Childhood lead poisoning on a scale unheard of for decades has been detected in rural northwestern Nigeria [EHP 120(4):601–607; Dooyema et al.]. The culprit: lead in gold ore processed using artisanal techniques. Chelation therapy for hundreds of children, soil replacement, and an education campaign to discourage processing ore inside homes may now have radically reduced child mortality in the hardest-hit villages, but the long-term effect of lead poisoning on the surviving children remains to be seen.
The outbreak surfaced in the spring of 2010 when health professionals noticed abnormally high rates of child illness and death among young children in 4 villages of Zamfara State. Blood tests on 8 children returned blood lead levels (BLLs) of 168–370 mg/dL, at least 16 times the level of concern set by the U.S. Centers for Disease Control and Prevention (CDC). The Nigerian authorities quickly assembled an international team to identify the source of the exposure and to respond, focusing on the 2 worst-affected villages.
Blood samples were collected from 59% of children under age 5. Of these, 97% had BLLs of at least 45 mg/dL, the threshold at which the CDC recommends chelation therapy. The BLLs of 85% surpassed the portable sampling devices’ maximum detection limit of 65 mg/dL.
A survey of the villagers revealed that 25% of all children under age 5 had died in the previous year, most of them in the half-year before the study. This translates to a mortality rate of 255/1,000 live births, compared with a national average of 157/1,000. The problem was the lead-contaminated gold ore being processed in many of the family compounds. Two-thirds of these families had started the activity within the last year.
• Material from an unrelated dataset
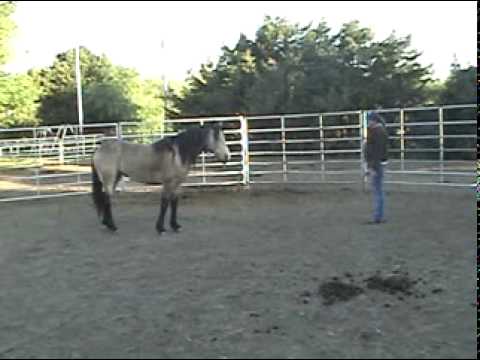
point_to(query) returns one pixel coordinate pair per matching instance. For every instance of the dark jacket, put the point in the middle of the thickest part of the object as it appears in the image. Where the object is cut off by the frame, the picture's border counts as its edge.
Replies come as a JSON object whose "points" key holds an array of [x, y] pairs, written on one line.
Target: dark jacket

Soil samples were collected from nearly all the family compounds where processing occurred, with 85% showing heavy lead contamination. The worst reached 250 times the U.S. Environmental Protection Agency safety limit of 400 ppm for play areas. Similarly, water lead concentrations far exceeded U.S. recommendations.
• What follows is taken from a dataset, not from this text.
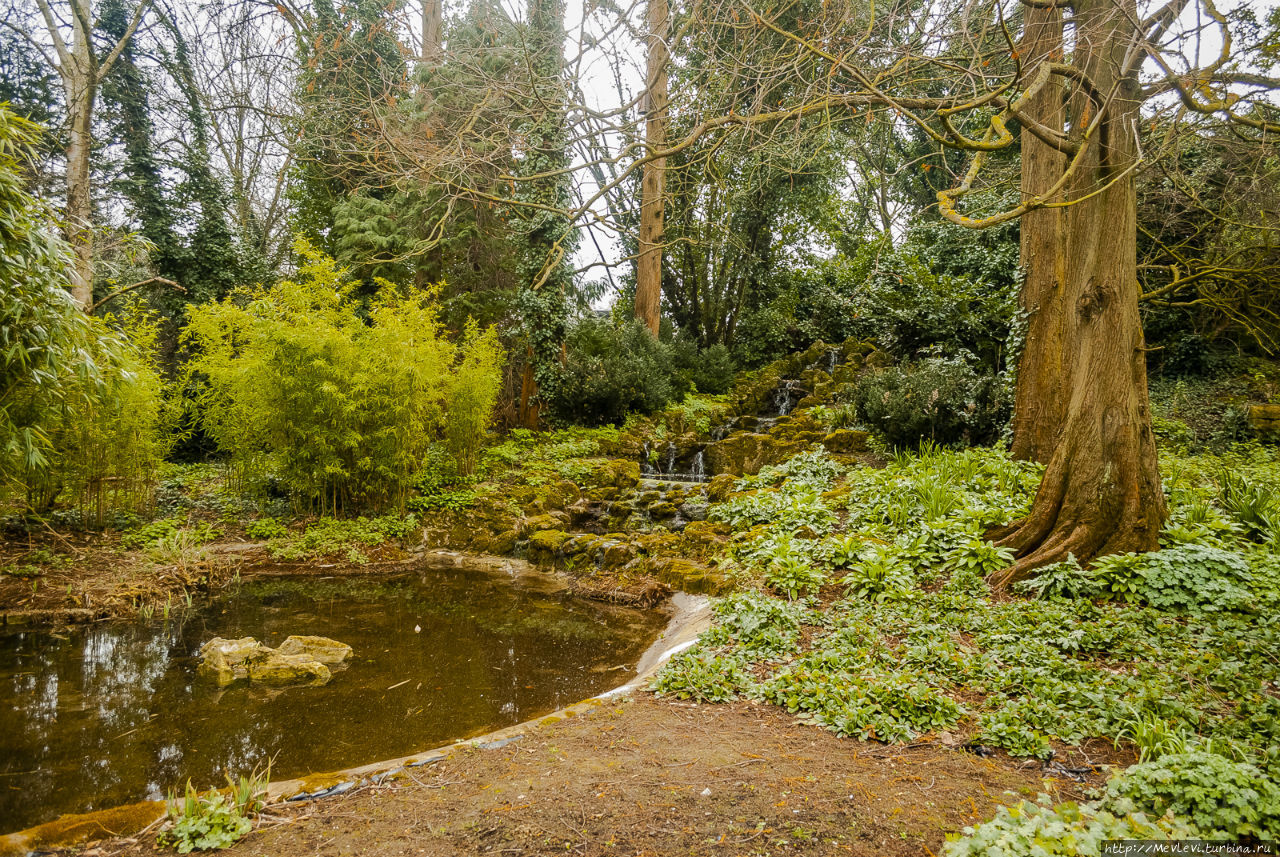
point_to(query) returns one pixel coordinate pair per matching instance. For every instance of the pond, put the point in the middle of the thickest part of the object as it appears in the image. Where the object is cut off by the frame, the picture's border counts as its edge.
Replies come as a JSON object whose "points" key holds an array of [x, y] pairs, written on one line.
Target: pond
{"points": [[104, 715]]}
Not every child’s blood could be tested, and a lack of medical data for the deceased meant their deaths could not be definitively linked to lead poisoning. Further, the locally recruited survey staff had limited training in administering questionnaires and collecting environmental samples, which may have affected the results. Nonetheless, the evidence clearly suggests these villages were hit by lead poisoning due to artisanal processing of contaminated gold ore.